Adam Dziedzic

I am a postdoctoral researcher at the Vector Institute and the University of Toronto, a member of the CleverHans Lab, advised by Prof. Nicolas Papernot. I earned my PhD at the University of Chicago, where I was advised by Prof. Sanjay Krishnan and worked on the Band-Limited convolutional neural networks, the DeepLens project as well as the out-of-distribution robustness of pre-trained transformers. My previous research was focused on data loading and migration between diverse database systems within the framework of the BigDAWG project. I obtained my Bachelor's and Master's degrees from Warsaw University of Technology in Poland. I was also studying at DTU (Technical University of Denmark) and carried out research on databases in the DIAS group at EPFL, Switzerland.
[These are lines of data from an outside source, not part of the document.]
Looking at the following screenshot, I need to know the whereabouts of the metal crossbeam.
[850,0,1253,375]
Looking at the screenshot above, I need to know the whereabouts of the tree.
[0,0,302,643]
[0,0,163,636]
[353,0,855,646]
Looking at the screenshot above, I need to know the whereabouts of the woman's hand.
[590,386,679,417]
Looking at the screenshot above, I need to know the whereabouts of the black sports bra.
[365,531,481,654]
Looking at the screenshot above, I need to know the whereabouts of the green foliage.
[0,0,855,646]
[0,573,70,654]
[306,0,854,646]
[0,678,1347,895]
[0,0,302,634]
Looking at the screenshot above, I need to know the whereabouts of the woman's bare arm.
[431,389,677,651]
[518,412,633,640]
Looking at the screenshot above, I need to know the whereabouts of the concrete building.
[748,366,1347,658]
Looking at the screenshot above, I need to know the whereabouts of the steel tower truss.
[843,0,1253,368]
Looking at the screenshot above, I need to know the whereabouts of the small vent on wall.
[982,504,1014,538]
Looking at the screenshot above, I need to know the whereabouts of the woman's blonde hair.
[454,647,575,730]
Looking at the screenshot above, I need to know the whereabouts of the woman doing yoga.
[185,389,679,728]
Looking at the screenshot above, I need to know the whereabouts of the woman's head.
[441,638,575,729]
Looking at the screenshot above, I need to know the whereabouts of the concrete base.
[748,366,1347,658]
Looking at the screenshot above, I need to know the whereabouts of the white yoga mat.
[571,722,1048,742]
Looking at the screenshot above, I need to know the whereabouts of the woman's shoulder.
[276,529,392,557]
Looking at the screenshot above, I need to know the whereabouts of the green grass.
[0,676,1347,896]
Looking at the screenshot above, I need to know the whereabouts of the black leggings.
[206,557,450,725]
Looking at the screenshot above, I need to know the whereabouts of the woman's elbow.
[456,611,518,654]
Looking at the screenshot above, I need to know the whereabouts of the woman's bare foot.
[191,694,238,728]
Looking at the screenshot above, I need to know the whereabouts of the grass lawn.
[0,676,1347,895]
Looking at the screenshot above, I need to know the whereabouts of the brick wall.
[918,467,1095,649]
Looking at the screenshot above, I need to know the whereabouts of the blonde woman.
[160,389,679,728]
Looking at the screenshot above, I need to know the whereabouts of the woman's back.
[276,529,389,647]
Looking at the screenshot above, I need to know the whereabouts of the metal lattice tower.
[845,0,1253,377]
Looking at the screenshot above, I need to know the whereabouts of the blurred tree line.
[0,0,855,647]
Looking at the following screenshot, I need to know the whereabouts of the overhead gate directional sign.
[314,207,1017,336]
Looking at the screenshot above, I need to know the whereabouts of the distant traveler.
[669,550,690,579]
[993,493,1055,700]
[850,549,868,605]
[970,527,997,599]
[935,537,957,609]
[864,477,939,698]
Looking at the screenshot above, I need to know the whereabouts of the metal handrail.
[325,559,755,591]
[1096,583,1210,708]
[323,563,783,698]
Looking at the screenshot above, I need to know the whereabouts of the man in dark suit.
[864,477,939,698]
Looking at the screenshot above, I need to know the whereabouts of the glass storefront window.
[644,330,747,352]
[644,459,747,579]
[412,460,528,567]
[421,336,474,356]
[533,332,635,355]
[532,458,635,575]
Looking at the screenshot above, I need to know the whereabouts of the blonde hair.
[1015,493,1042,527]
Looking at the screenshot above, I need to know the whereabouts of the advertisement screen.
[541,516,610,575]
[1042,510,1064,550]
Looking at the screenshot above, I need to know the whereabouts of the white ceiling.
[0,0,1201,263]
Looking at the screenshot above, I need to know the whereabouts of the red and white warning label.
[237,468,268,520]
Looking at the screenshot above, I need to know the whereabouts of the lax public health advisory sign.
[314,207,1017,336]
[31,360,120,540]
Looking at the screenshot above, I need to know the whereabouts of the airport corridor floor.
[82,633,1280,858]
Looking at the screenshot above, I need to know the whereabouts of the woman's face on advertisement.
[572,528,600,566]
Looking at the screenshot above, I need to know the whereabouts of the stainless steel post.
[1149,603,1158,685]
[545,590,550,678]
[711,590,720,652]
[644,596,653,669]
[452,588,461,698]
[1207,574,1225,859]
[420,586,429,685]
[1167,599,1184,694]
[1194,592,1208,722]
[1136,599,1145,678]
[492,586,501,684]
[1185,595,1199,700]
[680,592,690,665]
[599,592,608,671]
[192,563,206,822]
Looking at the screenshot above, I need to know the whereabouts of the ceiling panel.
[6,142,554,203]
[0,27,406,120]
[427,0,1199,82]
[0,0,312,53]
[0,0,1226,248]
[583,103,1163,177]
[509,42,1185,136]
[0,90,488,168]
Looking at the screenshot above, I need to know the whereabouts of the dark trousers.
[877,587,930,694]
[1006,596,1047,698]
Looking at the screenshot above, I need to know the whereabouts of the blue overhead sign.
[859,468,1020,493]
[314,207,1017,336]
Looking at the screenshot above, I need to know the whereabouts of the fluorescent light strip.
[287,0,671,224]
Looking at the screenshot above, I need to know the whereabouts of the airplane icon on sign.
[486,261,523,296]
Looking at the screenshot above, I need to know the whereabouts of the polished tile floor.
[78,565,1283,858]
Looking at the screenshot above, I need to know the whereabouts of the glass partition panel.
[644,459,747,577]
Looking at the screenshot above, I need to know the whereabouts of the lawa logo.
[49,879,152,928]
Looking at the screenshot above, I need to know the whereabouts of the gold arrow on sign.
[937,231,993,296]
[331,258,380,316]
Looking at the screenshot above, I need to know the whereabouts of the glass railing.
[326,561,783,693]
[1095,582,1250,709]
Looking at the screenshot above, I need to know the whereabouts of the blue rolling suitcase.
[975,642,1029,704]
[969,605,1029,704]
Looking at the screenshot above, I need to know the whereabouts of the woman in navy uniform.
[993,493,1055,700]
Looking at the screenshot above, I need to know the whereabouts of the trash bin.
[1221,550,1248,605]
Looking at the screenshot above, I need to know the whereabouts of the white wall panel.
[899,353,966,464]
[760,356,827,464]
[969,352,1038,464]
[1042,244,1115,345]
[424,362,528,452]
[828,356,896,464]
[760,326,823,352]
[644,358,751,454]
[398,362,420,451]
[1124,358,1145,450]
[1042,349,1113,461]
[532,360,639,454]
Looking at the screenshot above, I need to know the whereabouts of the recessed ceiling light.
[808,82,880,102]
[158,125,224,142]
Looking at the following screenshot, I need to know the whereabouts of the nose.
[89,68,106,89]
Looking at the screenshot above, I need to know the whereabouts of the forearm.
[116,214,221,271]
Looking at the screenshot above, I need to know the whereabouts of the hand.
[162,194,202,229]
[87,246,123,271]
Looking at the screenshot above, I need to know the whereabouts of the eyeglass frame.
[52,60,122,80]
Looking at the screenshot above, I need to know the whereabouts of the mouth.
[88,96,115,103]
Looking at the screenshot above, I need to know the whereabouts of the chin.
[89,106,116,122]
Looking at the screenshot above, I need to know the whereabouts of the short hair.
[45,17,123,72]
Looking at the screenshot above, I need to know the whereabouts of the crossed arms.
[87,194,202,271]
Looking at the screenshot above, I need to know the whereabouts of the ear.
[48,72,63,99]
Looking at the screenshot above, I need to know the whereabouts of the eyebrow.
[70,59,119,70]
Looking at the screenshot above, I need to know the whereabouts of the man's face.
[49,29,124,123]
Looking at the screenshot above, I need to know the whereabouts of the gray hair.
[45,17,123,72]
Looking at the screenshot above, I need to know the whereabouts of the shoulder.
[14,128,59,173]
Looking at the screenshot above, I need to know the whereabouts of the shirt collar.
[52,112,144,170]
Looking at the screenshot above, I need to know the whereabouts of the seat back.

I was a PhD intern at Microsoft Research in the Data Management, Exploration and Mining (DMX) group, advised by Vivek Narasayya, and worked on recommendation of hybrid physical designs (B+ tree and Columnstores) for SQL Server. I also had internships at CERN (Geneva, Switzerland), Barclays Investment Bank in London (UK), Microsoft Research (Redmond, USA) and Google (Madison, USA). More information about my research can be found in the research statement.

Selected Publications

Please also check the Full List of my publications and the Google Scholar profile.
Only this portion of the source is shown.